Written by Thalia Kruger (University of Antwerp) and Laura Carpaneto (University of Genoa)
On 1 June 2023 the European Law Institute (ELI) and the Swiss Institute of Comparative Law (SICL) held the third session of a conference on personal identity and status continuity. The focus of this third session was on names and gender in the conflict of laws. The programme included recent amendments to Swiss legislation, the portability and recognition of names, and new gender statuses in private international law.
The conference, including a screening of the film ‘The Danish Girl’ (Tom Hooper, 2015), illustrated the importance of gender and names as part of people’s identity, beyond the law. Names can be essential for people to identify with their religious group. In central and southern Africa, the use of names taken from people’s own language instead of English names has been part of the black consciousness movement. The film showed the struggle of a person to change her sex despite the absence of any legal framework. And yet, Lukas Heckendorn Urscheler (director of the SICL) and Martin Föhse (University of St Gallen) showed that the societal issues turn into legal ones. Sharon Shakargy (University of Jerusalem) explained that the law is important when individuals have to use identity cards, credit cards, licences, certificates and the like. The law struggles to provide the most appropriate solutions, respecting the rights of all involved and ensuring portability of gender and names.
When talking about rights, there is a blurring, or at least a lack of terminological clarity, between human rights and fundamental rights. The free movement of persons in the EU is also classified as a fundamental right. Giulia Rossolillo (University of Pavia) compared the approaches of the European Court of Human Rights (ECtHR) and the Court of Justice of the EU (CJEU) with respect to the recognition and continuation of names. She showed that the solutions reached by the two courts can be quite different, as a result of their different approaches. The ECtHR uses the (human) right to the respect of private and family life protected by Article 8 of the European Convention of Human Rights (ECHR) while the CJEU uses the (fundamental) right to free movement of EU citizens. Moreover, the ECtHR is not so much concerned with the cross-border aspect, but focuses on the right to a person’s identity. The CJEU emphasises continuity of name in cross-border contexts. For instance, the facts in the ECtHR case Künsberg Sarre v. Austria and the CJEU case Sayn-Wittgenstein were quite similar, dealing with the Austrian prohibition on the use of noble titles. The ECtHR found that Austria, but allowing for a long time the use of the noble ‘von’ and then disallowing it, violated the applicant’s rights under Article 8 of the ECHR. The CJEU, on the other hand, found the obstacle to the right to free movement in the EU to be justified.
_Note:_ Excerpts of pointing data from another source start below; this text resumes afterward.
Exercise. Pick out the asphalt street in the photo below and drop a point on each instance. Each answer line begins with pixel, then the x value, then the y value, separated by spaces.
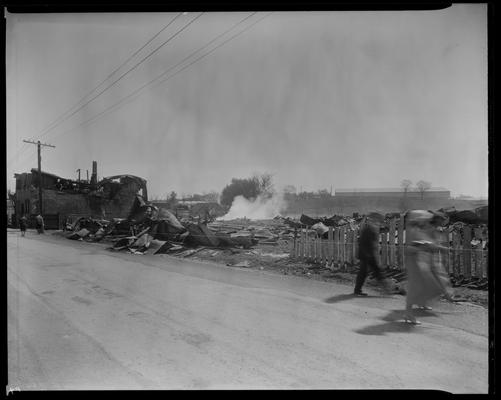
pixel 83 317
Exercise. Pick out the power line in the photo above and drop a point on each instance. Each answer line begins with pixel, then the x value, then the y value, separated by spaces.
pixel 125 73
pixel 25 147
pixel 112 73
pixel 97 116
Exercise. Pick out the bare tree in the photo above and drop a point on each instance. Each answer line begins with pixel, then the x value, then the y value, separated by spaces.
pixel 422 187
pixel 289 189
pixel 405 184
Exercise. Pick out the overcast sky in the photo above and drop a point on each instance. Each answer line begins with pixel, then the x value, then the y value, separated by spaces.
pixel 319 99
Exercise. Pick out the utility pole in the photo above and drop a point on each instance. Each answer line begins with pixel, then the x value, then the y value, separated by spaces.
pixel 39 145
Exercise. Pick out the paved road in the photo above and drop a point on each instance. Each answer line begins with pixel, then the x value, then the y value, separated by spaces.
pixel 82 317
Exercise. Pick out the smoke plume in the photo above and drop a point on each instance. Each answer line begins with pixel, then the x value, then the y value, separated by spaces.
pixel 259 208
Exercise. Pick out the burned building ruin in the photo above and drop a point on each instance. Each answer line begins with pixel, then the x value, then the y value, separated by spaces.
pixel 63 199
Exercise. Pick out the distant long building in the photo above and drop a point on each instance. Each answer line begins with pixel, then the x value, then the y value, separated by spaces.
pixel 435 193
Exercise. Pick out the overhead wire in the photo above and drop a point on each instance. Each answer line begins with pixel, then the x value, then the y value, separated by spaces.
pixel 113 72
pixel 126 73
pixel 135 92
pixel 54 122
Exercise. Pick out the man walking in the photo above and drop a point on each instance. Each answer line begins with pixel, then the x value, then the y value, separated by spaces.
pixel 40 225
pixel 368 251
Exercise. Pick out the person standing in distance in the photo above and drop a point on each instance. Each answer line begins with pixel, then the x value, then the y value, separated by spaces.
pixel 368 252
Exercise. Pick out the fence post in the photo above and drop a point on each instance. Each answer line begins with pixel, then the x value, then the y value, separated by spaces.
pixel 400 239
pixel 391 244
pixel 336 245
pixel 355 239
pixel 342 240
pixel 456 239
pixel 384 249
pixel 330 246
pixel 467 251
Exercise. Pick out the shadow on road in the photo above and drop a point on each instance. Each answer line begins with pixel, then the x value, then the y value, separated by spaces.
pixel 395 323
pixel 343 297
pixel 387 327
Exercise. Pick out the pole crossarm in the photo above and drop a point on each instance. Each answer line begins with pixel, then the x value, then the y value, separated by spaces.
pixel 38 143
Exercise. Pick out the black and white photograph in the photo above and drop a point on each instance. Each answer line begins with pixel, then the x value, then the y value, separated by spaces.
pixel 248 200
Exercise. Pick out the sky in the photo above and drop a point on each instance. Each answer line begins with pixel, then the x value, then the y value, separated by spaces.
pixel 360 99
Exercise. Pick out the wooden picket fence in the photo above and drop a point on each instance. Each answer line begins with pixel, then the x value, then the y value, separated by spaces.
pixel 341 248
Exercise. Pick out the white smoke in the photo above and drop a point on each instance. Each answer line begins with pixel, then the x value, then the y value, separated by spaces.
pixel 260 208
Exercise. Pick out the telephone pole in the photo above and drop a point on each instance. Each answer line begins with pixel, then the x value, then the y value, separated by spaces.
pixel 39 145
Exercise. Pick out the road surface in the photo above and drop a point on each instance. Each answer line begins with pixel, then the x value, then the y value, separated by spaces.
pixel 83 317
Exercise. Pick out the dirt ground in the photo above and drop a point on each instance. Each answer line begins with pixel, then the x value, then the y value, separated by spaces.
pixel 275 258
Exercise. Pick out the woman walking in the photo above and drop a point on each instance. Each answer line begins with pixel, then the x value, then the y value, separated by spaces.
pixel 426 279
pixel 23 223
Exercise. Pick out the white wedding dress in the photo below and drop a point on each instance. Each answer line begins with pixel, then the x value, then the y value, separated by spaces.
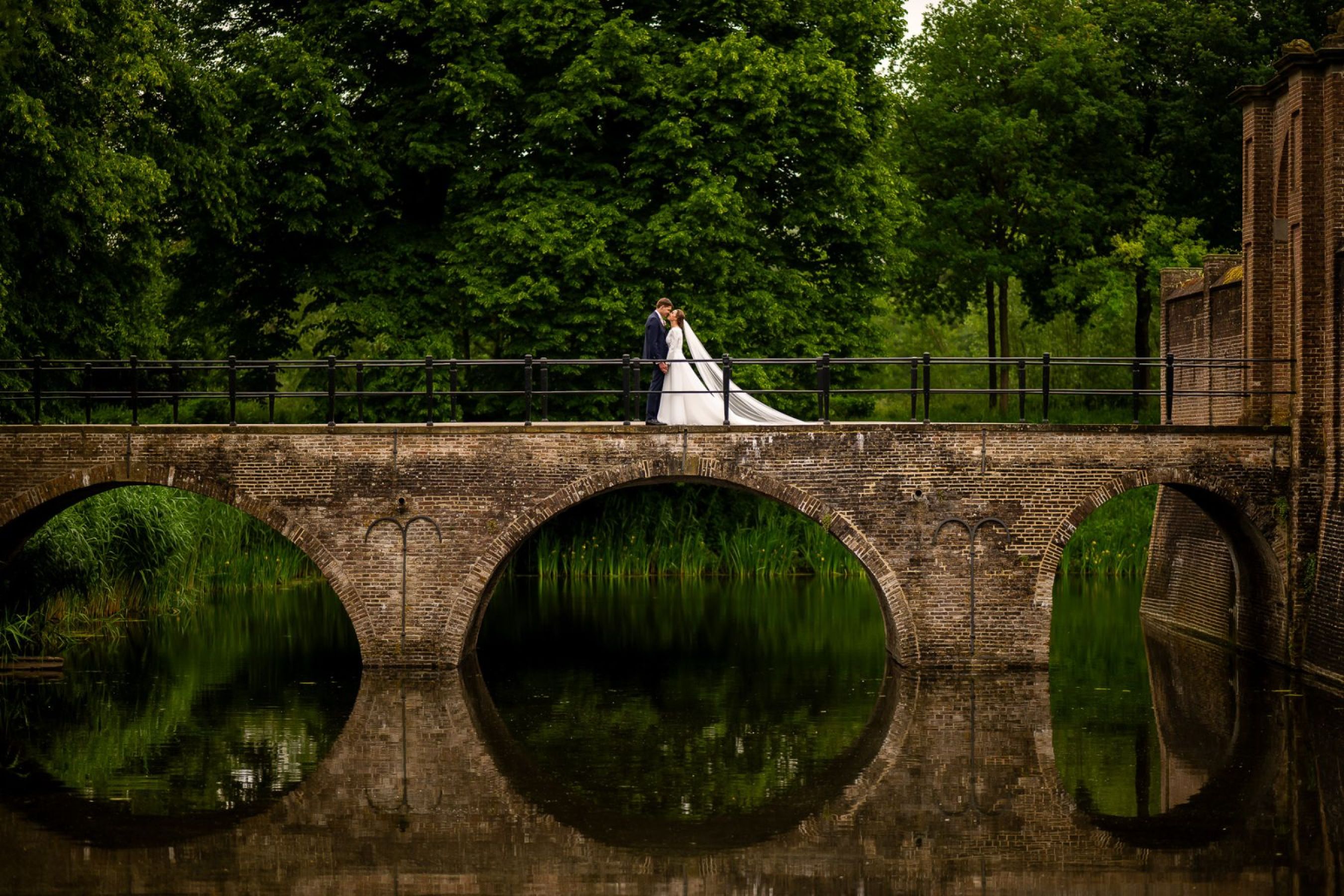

Different approaches to rights can also result in conflicting rights, i.e. the society’s right to equality (no noble titles) versus the individuals’ rights to continuity of name. Other rights that come into play, include the LGBTIQ+ rights and rights of women (a gender logic, Ilaria Pretelli SICL), and the rights linked to the free market (economic logic), societal rights, and the right to self-determination and autonomy, such as the right to freely choose and change a name.
Johan Meeusen (University of Antwerp) considered the specific approach of the European Commission to matters of gender, drawing lessons from the Commission’s Parenthood Proposal, Com(2022) 695. The lessons are that the Commission uses PIL to pursue its political ambition to advance non discrimination and LGBTIQ rights in particular; is on a mission to achieve status continuity; invests in legal certainty and predictability; approaches status continuity first and foremost from a fundamental rights perspective; acts within the limits of the Union’s competence but tries to maximize its powers; ambitious with an eye for innovation…but within limits.
Anatol Dutta (Ludwig Maximilians University of Munich) explained the different waves of changes in gender legislation nationally. He indicated that private international law influences people’s status differently depending on whether it considers sex registration and sex change as substantive or procedural. This would determine whether the lex fori or lax causae is used. Even when agreeing on a classification as substantive law, different legal systems use different connecting factors. Nationality is often used, but sometimes the individual is given a choice between the law of the habitual residence and nationality. Yet, public policy can still play a role (bringing back the ideas of human rights, discussed earlier).
All in all, it is becoming increasingly clear that the idea that private international law is a neutral and merely technical field of law is nothing more than a fiction. Besides the different right and approaches at play, as discussed above, feminist approaches (set out by Mirela Zupan, University of Osijek) also influence connecting factors and recognition rules.